Using ensemble techniques to capture the accuracy and sensitivity of ecosystem service models
Nature is vital for the wellbeing of people. We depend on nature for food, water, medicine, and recreation. We call these contributions ‘ecosystem services’. To make sustainable decisions, we need to know how these services are affected by our actions. However, despite their importance, the information available to measure ecosystem services remains limited.
Using recent advances in data availability, new models are increasingly able to provide credible information where empirical data are lacking. These models can produce maps of estimated ecosystem services which can then be used by decision-makers. However, most attempts to map ecosystem services in this way rely on a single model, and few applications validate these models against independent datasets. As a consequence, the uncertainties associated with applying these models remain largely unknown. This is important because the results of models that are validated at the local level are unlikely to be transferable to other locations or to the regional and national level, where the outputs of models are most widely used.

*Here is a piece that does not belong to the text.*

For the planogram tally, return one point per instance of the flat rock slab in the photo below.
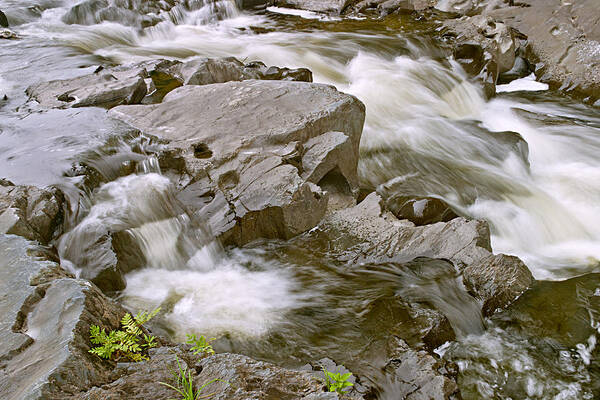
(29, 211)
(44, 326)
(243, 145)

The aim of the EnsemblES project was to address these issues by assessing whether combining the outputs from multiple models into ‘ensembles’ of models can provide more accurate predictions than individual models alone. The project also sought to identify which methods of combining models into an ensemble are most applicable for the study of ecosystem services; highlighting the sensitivity of models (and ensembles of models) to input data. Finally, it evaluated the accuracy of these methods in data-deficient areas. EnsembIES project research fed into studies published in Ecosystem Services, Ecosystems, Nature Communications, One Earth, and Science of The Total Environment, as well as datasets for the UK and sub-Saharan Africa published by the NERC Environmental Information Data Centre.
The project found that ensembles of ecosystem service models can indeed improve accuracy and indicate uncertainty. Researchers used validation data across a data-deficient area to test the accuracy of ensembles of models against the accuracy of individual models. This comparison found evidence that had at minimum a 5–17% higher accuracy than a randomly selected individual model and, in general, ensembles weighted for among model consensus provided better predictions than unweighted ensembles.
Although sometimes individual models can give good predictions, without validation against data or other models there is the potential for serious negative consequences to occur if estimates deviate significantly from the truth. For this reason, ensembles of models should be widely adopted so that sustainable development decisions can be made to protect the ecosystem services we all rely on. Our analysis suggests various ensemble methods should be applied depending on data quality, for example if validation data are available.